Unions say the EU or national governments could have encouraged airlines to hold on to staff by making the multi-billion dollar bailout packages conditional.

They point to the US COVID funding program, the CARES Act, which contained provisions that said cash must be used solely to pay staff.

But such calls in Europe have been largely ignored, and airline jobs have been slashed while state money kept airlines running.

Aviation has survived COVID, but many airlines like SAS are battered and financially vulnerable, making it difficult to meet union demands.

“Companies like Ryanair and easyJet and even IAG want to hire more staff to get back to where they were, but their financial position isn’t always conducive to granting those raises immediately,” said Gregor Gall, professor of industrial policy that of the University of Glasgow. “Most employers will always invoke poverty whenever they can. But in this situation I find it relatively clear that they have suffered financial losses.”

Despite these financial concerns, unions believe now is the time to strike.

“Industrial action in aviation has a strength that is unmatched anywhere else,” Gall said. “The services that are then not available will not be replaced. If you want to fly from London to Berlin, you can get there by other means, but you certainly won’t do it on the same day.”

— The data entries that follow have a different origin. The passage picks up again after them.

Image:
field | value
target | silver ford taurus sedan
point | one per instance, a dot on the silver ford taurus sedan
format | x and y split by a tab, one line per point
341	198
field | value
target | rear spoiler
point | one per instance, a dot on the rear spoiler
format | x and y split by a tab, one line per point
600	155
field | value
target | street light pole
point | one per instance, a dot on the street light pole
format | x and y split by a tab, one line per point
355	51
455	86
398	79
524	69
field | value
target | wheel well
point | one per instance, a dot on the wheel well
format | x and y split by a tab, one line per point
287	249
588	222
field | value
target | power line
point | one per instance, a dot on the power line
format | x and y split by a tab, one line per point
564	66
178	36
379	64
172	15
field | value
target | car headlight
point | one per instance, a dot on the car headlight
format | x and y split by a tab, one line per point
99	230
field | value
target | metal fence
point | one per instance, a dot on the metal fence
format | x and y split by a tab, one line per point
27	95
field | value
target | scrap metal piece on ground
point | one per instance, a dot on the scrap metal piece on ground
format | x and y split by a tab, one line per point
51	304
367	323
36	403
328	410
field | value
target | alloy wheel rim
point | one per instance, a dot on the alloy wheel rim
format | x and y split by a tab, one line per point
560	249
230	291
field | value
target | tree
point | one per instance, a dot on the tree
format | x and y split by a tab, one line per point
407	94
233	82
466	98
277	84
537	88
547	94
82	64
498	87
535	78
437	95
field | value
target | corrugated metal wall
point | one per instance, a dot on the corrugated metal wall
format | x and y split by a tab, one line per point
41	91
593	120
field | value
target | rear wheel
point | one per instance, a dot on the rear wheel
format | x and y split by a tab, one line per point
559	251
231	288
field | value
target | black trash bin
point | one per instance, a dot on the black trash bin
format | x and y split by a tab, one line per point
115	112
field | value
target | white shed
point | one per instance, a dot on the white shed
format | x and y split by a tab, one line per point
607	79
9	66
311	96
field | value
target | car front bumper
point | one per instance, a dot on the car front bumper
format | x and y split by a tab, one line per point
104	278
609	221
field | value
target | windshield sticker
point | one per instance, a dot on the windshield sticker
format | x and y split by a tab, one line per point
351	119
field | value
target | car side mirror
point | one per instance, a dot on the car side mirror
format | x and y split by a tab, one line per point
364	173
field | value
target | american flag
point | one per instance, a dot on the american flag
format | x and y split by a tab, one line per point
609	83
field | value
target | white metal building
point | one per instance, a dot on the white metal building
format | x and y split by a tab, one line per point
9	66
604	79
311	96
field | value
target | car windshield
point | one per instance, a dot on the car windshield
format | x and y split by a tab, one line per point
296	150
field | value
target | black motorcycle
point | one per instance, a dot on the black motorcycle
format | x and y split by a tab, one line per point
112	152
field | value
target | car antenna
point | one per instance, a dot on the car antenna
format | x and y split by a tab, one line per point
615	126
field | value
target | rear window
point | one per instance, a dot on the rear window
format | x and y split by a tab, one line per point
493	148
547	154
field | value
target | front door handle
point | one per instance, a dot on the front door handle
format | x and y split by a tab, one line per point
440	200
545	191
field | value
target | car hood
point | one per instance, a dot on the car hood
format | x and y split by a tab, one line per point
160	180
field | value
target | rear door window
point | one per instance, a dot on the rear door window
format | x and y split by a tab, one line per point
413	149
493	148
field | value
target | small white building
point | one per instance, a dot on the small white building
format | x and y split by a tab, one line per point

Paris Charles de Gaulle workers plan to exit the airport’s main international hub from Friday to Sunday and are calling for an across-the-board wage increase of 300 euros a month for all employees. A similar strike last week saw 10 percent of flights canceled.

There have already been some victories.

The Unite union pushed through for an 18 per cent pay rise for cabin crew working for SAS at Heathrow, with the union warning British Airways to “take note”.

Amsterdam Airport Schiphol also said it would pay 15,000 cleaners, baggage handlers and security guards an additional €5.25 an hour after a strike.

Adding to the firepower of unions, airlines could face huge additional costs if they fail to act to put out the fires of job dissatisfaction. A 2021 EU Court of Justice ruling says passengers with delayed or canceled flights due to strikes will be liable for compensation.

“It’s quite important for the unions because it gives them extra leverage to force the airlines to agree to their demands or to negotiate with them,” said Pieter Pecinovsky, a lawyer specializing in labor law. “Theoretically, it could be very expensive. They must compensate all their travelers.”

Laurence Gehrke contributed reporting.